The President, Source
These redwood trees occur naturally only on the western slopes of the Sierra Nevada mountains in California. This highly exclusive environment means that there aren't very many of these trees and that they are uniquely susceptible to climate change. They are, however, amazing creatures. They usually grow between 50 to 85 meters tall (160 to 279 ft) and 6 to 8 meters (20 to 26 ft) in diameter. Some have even been measured up to 94.8 meters (311 ft) tall and 17 meters (56 ft) in diameter. That's huge. These trees are truly staggering, it is hard to conceptualize just how monumentally large they really are.

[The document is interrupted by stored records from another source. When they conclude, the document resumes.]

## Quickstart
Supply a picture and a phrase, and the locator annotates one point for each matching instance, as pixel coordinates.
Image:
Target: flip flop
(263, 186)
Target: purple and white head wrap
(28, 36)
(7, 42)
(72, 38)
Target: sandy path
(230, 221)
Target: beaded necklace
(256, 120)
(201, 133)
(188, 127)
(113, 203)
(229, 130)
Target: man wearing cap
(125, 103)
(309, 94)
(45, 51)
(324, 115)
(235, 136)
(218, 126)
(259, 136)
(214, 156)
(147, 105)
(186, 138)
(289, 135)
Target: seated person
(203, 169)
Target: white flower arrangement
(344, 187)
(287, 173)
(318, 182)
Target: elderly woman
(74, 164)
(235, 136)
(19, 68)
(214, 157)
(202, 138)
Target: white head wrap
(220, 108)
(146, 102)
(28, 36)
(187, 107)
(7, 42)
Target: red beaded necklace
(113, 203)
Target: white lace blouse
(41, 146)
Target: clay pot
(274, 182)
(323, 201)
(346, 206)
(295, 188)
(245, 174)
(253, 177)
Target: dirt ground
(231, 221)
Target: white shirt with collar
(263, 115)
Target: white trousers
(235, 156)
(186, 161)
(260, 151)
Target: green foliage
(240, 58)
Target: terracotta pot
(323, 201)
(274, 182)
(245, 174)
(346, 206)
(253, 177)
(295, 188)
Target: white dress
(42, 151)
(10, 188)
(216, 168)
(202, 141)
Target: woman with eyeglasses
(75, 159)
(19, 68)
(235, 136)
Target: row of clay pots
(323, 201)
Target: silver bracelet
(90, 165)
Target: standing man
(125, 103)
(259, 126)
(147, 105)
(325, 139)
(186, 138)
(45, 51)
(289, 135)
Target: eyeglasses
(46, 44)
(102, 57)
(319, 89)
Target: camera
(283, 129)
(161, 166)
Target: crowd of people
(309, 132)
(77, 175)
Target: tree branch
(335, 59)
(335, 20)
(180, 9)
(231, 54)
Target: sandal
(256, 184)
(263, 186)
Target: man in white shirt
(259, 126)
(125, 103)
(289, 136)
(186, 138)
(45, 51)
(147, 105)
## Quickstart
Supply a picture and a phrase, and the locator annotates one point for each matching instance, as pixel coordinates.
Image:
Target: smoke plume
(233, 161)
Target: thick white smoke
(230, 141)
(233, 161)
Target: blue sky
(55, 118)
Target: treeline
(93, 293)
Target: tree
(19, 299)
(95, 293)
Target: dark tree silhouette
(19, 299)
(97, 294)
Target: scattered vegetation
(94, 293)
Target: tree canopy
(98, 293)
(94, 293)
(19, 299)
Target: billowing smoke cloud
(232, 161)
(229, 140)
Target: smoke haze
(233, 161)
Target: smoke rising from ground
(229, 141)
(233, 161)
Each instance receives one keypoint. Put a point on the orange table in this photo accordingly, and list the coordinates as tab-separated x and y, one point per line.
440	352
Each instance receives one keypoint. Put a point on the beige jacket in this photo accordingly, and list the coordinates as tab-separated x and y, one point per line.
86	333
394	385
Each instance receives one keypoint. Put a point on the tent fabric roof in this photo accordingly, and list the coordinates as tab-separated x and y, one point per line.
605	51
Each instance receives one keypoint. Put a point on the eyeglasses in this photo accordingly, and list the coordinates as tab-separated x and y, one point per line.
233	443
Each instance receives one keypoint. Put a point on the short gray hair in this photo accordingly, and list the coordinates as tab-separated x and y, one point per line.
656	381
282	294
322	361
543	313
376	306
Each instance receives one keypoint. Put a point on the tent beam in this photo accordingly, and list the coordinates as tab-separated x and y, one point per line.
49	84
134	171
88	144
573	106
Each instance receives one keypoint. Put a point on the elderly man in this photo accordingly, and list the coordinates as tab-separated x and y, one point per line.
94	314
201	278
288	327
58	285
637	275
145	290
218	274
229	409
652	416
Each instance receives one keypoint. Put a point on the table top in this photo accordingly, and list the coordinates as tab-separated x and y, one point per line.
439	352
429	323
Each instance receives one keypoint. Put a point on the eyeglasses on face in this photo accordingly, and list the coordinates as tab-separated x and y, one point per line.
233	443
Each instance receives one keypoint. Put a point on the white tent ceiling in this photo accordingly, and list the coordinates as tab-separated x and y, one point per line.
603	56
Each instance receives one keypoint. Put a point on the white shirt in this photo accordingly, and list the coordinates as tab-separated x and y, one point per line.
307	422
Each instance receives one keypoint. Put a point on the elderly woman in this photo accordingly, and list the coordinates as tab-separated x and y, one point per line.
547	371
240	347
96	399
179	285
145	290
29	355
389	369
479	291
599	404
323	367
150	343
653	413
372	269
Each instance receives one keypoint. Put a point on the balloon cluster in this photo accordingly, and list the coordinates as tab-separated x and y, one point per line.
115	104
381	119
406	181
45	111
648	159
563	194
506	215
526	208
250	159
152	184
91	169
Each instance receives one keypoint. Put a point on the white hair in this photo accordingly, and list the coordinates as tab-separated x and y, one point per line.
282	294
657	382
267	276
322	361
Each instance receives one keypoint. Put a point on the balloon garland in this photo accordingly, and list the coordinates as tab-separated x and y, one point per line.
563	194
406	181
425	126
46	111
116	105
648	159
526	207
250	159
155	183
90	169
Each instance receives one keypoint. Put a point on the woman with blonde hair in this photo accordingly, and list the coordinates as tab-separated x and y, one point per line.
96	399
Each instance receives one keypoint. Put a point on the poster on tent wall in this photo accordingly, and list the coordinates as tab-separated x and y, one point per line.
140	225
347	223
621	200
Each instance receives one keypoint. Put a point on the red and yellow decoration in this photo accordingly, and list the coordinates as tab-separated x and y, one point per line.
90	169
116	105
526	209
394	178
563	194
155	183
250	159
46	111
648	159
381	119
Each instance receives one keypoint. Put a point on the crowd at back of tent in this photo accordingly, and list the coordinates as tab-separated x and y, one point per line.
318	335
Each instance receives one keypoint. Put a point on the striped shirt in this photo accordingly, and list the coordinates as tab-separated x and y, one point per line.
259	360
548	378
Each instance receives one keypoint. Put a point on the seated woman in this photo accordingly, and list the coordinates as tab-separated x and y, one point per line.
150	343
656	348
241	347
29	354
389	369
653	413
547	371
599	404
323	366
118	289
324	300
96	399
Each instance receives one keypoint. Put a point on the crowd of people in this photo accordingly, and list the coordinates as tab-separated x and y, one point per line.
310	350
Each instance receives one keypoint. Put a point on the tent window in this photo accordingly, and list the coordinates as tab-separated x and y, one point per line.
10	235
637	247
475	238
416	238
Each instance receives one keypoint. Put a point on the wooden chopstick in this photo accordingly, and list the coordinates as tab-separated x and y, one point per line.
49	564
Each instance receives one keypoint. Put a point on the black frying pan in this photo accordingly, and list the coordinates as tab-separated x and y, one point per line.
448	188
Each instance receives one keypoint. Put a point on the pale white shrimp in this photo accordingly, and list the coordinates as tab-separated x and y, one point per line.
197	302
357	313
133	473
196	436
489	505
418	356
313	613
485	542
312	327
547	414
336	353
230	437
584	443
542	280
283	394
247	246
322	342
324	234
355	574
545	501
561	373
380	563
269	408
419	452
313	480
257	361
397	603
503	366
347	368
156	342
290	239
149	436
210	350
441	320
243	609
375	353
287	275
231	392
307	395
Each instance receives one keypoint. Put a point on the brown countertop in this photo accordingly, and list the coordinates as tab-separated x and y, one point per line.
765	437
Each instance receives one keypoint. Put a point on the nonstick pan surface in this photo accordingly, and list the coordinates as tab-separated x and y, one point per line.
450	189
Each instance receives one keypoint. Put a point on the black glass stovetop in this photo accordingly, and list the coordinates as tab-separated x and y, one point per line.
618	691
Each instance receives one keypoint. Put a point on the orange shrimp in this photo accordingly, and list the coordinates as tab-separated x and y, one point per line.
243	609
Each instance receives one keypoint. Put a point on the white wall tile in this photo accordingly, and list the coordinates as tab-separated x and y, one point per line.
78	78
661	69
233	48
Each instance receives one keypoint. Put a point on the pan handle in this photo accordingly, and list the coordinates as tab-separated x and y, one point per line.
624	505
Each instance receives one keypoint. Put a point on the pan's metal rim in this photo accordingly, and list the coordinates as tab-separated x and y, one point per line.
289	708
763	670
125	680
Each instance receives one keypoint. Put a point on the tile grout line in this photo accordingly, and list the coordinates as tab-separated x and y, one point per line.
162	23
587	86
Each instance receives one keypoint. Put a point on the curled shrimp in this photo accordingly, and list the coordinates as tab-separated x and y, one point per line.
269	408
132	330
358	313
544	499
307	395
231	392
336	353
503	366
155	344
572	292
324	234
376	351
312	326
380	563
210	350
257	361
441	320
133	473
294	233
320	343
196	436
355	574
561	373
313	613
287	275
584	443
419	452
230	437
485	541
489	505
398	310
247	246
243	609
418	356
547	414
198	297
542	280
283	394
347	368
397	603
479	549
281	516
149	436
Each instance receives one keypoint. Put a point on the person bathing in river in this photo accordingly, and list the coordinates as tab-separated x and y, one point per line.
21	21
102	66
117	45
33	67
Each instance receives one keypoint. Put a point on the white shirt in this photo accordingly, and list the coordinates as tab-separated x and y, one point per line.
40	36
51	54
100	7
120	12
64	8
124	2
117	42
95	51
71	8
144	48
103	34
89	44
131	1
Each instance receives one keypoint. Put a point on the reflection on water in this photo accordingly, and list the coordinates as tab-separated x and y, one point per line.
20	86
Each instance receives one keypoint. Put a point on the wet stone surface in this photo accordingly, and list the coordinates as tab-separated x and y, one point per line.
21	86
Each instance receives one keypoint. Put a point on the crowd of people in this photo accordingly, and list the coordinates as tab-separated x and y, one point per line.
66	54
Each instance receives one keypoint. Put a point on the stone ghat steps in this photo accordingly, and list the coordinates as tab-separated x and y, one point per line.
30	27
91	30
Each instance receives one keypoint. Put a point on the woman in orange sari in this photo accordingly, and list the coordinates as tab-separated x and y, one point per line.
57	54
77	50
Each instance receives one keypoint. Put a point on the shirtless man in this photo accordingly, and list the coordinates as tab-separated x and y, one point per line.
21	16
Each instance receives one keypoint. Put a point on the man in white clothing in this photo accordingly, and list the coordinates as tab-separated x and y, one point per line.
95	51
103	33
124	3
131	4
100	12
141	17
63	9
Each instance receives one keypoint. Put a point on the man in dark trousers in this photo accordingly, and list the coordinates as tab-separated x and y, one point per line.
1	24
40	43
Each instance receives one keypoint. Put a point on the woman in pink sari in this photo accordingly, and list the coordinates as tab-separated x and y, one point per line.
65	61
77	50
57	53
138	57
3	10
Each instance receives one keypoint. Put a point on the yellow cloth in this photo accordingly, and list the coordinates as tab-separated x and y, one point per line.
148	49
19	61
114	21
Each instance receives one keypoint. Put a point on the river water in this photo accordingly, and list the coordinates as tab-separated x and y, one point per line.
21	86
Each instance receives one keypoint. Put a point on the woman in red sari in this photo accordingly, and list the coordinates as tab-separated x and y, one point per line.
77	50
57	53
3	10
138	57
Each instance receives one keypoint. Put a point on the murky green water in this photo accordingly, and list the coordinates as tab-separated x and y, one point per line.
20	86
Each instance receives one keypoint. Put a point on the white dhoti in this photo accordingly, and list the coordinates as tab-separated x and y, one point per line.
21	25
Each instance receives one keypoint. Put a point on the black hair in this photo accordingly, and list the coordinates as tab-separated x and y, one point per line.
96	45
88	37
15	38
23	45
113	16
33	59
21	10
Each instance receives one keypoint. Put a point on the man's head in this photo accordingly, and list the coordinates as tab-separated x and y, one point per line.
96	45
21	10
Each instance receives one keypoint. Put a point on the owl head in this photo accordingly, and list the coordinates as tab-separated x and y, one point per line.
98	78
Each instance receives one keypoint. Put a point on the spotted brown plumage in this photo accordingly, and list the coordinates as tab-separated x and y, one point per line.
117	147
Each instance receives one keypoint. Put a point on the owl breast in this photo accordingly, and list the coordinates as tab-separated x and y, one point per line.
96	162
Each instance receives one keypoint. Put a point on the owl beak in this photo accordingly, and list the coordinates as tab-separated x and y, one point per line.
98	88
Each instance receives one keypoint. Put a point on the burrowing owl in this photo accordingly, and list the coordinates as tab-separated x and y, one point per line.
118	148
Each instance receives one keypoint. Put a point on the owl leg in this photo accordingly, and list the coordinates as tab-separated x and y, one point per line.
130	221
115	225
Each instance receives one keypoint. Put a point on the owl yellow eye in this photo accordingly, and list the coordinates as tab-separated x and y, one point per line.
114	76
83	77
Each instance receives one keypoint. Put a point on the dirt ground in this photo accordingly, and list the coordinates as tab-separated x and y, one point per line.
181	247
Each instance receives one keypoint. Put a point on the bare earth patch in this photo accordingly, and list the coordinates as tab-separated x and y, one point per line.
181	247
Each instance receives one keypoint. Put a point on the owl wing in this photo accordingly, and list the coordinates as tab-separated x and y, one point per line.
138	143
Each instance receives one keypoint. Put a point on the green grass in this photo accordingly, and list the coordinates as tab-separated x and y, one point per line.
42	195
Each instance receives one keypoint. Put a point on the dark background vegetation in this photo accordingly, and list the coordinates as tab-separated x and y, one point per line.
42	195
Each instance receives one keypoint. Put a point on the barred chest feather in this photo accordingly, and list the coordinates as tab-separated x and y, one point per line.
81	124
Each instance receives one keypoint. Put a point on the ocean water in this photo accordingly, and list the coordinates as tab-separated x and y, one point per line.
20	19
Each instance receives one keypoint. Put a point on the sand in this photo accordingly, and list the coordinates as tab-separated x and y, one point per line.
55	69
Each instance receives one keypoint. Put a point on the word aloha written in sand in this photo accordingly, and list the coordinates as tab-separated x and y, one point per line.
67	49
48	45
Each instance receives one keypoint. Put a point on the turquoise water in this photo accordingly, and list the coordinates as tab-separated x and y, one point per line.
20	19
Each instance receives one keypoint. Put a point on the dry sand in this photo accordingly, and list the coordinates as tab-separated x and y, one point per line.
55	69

These trees are huge. Source
Being an evergreen, this tree lives in a very cold climate. Even though it is snow laden most of the year, the leaves of a giant sequoia will never lose their green color. These trees keep their seeds in cones, just as you might expect, but these cones are unique. A giant sequoia can keep its cones closed for up to 20 years or more. The only way for these cones to release their seeds is if they become dried out. This drying usually occurs during low-intensity forest fires where convection currents take heated air up into the canopies of the trees and dry out the cones. For a while, however, giant sequoias weren't reproducing very often. As it turns out, human forest fire prevention and livestock grazing significantly reduced the frequency of low-intensity forest fires. To make matters worse, the lack of fires allowed for white firs to begin to grow which could act as a ladder for high-intensity forest fires, allowing them to reach the vulnerable canopy of the giant sequoias. And the sequoias don't just depend on forest fires to open their seed cones, they also need these fires to clear away undergrowth to allow their seeds to grow. In response to the lack-of-fire crisis, the National Park Service began to set controlled fires back in 1970. So far they have been fairly successful.
Giant sequoias have thick bark to protect them from fires. Source
There used to be a logging problem with these huge trees. Giant sequoias are few in number and take a long time to grow, so logging was seriously damaging their population. As it turned out, however, the wood of these trees was fibrous and brittle, making it of little marketable value. When the public saw that these majestic trees were being cut down and made into toothpicks there was a strong movement to protect them. Now these trees aren't logged, but the mammoth stumps of old logged trees are still a tourist attraction.